Rep. Herseth Sandlin recently hosted a Congressional Soils Caucus briefing for Members of Congress and their staff entitled, "The Essence of Earth and Wine: Terroir," to highlight the importance of geology, soils, and climate on wine characteristics and quality. As co-chair of the Soils Caucus, Rep. Herseth Sandlin invited State Representative Eldon Nygaard with Valiant Vineyards to discuss his wine operation in South Dakota. Eldon spoke about his flavorful Wild Grape wine, a product of the American grape, Vitis riparia, discovered on property near the Vermillion River in South Dakota.

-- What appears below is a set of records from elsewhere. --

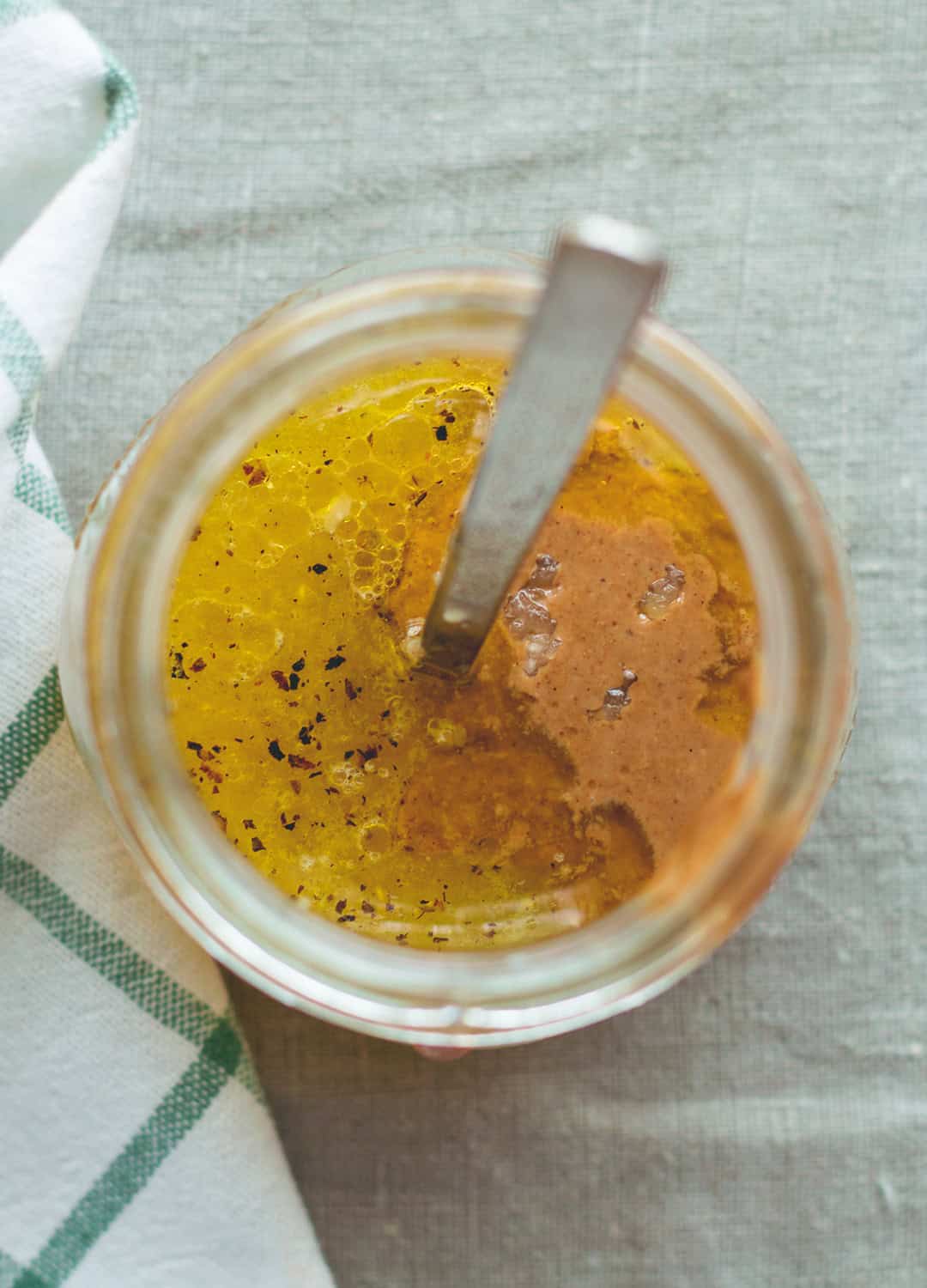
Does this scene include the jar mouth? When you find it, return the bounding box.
[85,257,852,1046]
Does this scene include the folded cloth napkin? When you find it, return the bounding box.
[0,0,331,1288]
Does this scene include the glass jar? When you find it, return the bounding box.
[61,252,854,1048]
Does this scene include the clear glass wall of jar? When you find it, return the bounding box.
[61,252,854,1048]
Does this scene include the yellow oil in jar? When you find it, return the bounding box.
[165,355,756,950]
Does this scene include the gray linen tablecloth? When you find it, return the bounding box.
[40,0,927,1288]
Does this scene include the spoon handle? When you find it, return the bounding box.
[422,216,666,679]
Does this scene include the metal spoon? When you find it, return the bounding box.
[422,216,666,679]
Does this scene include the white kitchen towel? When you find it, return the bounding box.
[0,0,331,1288]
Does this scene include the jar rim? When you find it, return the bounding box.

"Through my involvement as co-chair of the Soils Caucus, I recognize the role that management of the soil resources plays in wine grape production. Soil is certainly a key ingredient contributing to the overall composition, quality, and flavor of wine," Rep. Herseth Sandlin said. "Eldon has become a leading advocate of the wine industry, both in South Dakota and nationwide, and I am pleased to have been able to work with him on legislative issues to assist the wine industry, including new and increased funding specialty crops research and certification systems as part of the 2008 Farm Bill."
In addition to Nygaard, speakers included:
• James Fisher, a soil scientist of Soil Solutions LLC, explained the soil criteria used by vineyards to choose the sites for wine grape production.
• John Havlin, North Carolina State University, addressed soil nutrient management techniques specific to wine grape production.
In addition to Valiant Vineyards, vineyards featured included:
• Shelton Vineyards: Located in Yadkin Valley, North Carolina, this is one of the largest vineyards on the East Coast. John Havlin spoke briefly about the soils as well as Shelton's signature Yadkin Valley Riesling.
• Waltz Vineyards: Jan Waltz discussed the geography and soil on his vineyard, located in Lancaster, Pennsylvania, and served two of Waltz's delectable wines—the Baron Steigel Red and their Old Line Chardonnay.
• Wines from the State of California: Selections from various wine regions in California, including the Napa and Central Valleys were available for tasting. Soil scientist James Fisher also spoke about his experience working with vintners in California.